The Los Angeles Ethics Commission put off voting on a proposal to ban the mayor's political appointees from campaign fundraising activity after some members expressed misgivings Tuesday and an attorney for Mayor James K. Hahn said the restriction was unnecessary.
City Controller Laura Chick and City Council members Wendy Greuel, Bernard C. Parks and Cindy Miscikowski urged the Ethics Commission to approve the ban amid concerns that city commissioners appointed by Hahn have raised campaign money for Hahn and others while also deciding who should get city contracts.
"Cronyism and pay-to-play politics should have no role in government," Greuel told the panel. "Unless we clean up the policy-making process by banning political appointees from fundraising, the integrity of our governance system will continue to be challenged."
Deputy Mayor Carmel B. Sella, who serves as Hahn's legal counsel, told the panel that the mayor opposes banning political fundraising by the more than 300 city commissioners he appoints. Instead, she said, Hahn believes the Ethics Commission should require city appointees to disclose when they hold fundraisers for elected officials and should enforce an existing law prohibiting city commissioners from soliciting contributions from businesses that have matters pending before them.

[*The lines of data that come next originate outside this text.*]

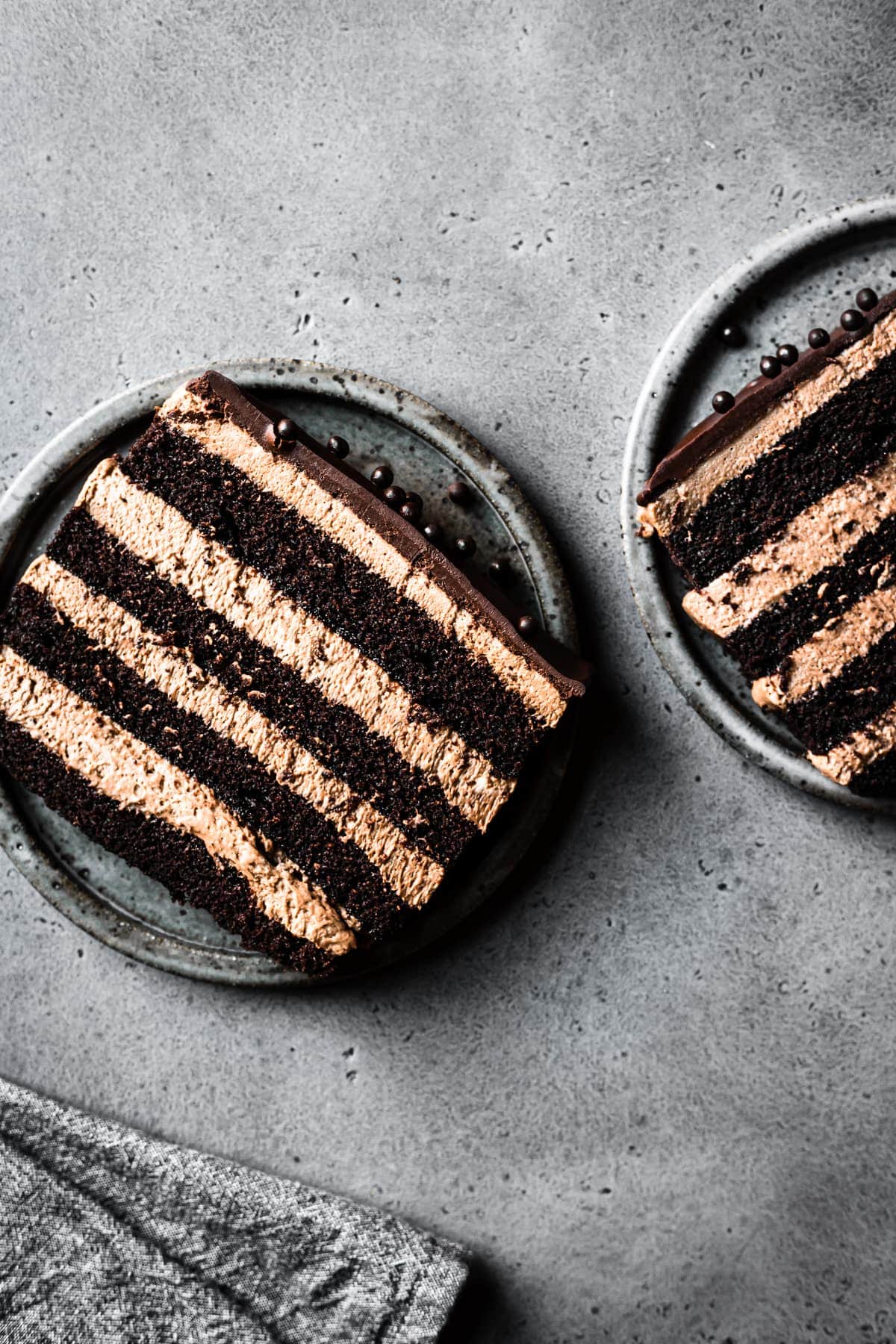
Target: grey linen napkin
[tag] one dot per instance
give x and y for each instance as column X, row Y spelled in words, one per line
column 108, row 1236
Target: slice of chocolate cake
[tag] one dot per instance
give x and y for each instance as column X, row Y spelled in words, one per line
column 781, row 511
column 238, row 668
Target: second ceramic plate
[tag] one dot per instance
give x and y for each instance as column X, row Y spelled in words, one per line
column 798, row 280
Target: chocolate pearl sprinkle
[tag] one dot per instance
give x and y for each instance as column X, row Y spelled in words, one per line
column 500, row 570
column 287, row 429
column 337, row 445
column 734, row 336
column 413, row 507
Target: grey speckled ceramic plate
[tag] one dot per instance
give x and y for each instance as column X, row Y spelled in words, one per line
column 426, row 452
column 797, row 280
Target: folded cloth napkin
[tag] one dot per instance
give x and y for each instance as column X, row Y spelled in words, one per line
column 108, row 1236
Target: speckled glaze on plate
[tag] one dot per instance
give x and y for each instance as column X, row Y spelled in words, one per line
column 797, row 280
column 426, row 450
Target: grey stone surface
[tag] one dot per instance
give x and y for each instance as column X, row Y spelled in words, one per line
column 653, row 1093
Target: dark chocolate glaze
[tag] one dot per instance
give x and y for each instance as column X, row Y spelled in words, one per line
column 563, row 668
column 751, row 402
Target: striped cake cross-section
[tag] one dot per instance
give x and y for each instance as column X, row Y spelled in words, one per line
column 781, row 511
column 240, row 671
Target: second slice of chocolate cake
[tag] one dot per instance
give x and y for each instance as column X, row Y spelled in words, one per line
column 240, row 671
column 781, row 511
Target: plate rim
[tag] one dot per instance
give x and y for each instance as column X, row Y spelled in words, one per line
column 652, row 601
column 467, row 455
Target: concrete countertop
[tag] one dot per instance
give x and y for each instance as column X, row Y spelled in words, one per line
column 653, row 1093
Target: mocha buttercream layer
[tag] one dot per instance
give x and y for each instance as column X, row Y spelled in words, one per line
column 732, row 430
column 336, row 853
column 178, row 679
column 249, row 670
column 225, row 401
column 235, row 591
column 237, row 668
column 339, row 591
column 852, row 435
column 788, row 531
column 131, row 774
column 332, row 535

Sella said Hahn's position was "a reasonable approach" that would advance "the goals of open and transparent government."
Greuel and Parks said disclosure would not go far enough because it would not identify cases in which bidders refuse to contribute to a candidate and then are denied a city contract.
City Redevelopment Commissioner Doug Ring, who is Miscikowski's husband, and former Ethics and Fire Commissioner David Fleming also supported the fundraising ban in testimony Tuesday.
"This is a pay-to-play city. That's what most people think," Fleming said.
Noting that the City Council shelved a similar ban on commission fundraising several years ago, Fleming also urged the Ethics Commission to seek a charter change giving it power to submit proposed reforms directly to the voters.
Ring, who held a Hahn fundraiser last summer, called the current system "unhealthy" and suggested that the panel poll city commissioners on the proposal.
"I think it would be informative for you to find out how many of us fundraise because we want to, and how many of us fundraise because we think it's obligatory on us," Ring said.